Para o ministro, a aprovação do juiz das garantias no Congresso não teve a participação de todos os entes interessados e “abreviou indevidamente uma discussão legislativa que deveria ter tomado amplitudes equivalentes aos seus impactos”.
“Observo que se deixaram lacunas tão consideráveis na legislação, que o próprio Poder Judiciário sequer sabe como as novas medidas deverão ser adequadamente implementadas. O resultado prático dessas violações constitucionais é lamentável, mas clarividente: transfere-se indevidamente ao Poder Judiciário as tarefas que deveriam ter sido cumpridas na seara legislativa”, afirmou.
Fux também rebate o argumento de que a existência do juiz das garantias contribuirá para garantir a imparcialidade das decisões dos juízes de julgamento.
“A existência de estudos empíricos que afirmam que seres humanos desenvolvem vieses em seus processos decisórios não autoriza a presunção generalizada de que qualquer juiz criminal do país tem tendências comportamentais típicas de favorecimento à acusação. Mais ainda, também não se pode inferir, a partir desse dado científico geral, que a estratégia institucional mais eficiente para minimizar eventuais vieses cognitivos de juízes criminais seja repartir as funções entre o juiz das garantias e o juiz da instrução”, disse.
Além do juiz das garantias, Fux suspendeu a entrada em vigor de outros dispositivos do pacote anticrime até que o plenário do Supremo os analise.

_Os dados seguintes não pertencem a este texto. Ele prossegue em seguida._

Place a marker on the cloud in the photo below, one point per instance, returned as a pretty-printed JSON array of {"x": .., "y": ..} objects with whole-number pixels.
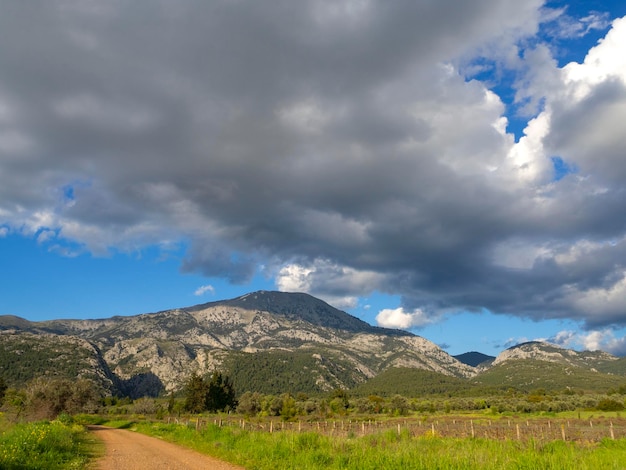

O primeiro deles é o que altera o artigo 157 do Código de Processo Penal para prever que um juiz ciente de prova considerada inadmissível não pode dar a sentença; o segundo trata de alteração de procedimento para arquivamento de inquérito policial; e o terceiro é o que libera da prisão o suspeito que não passar por audiência de custódia em um prazo de 24 horas.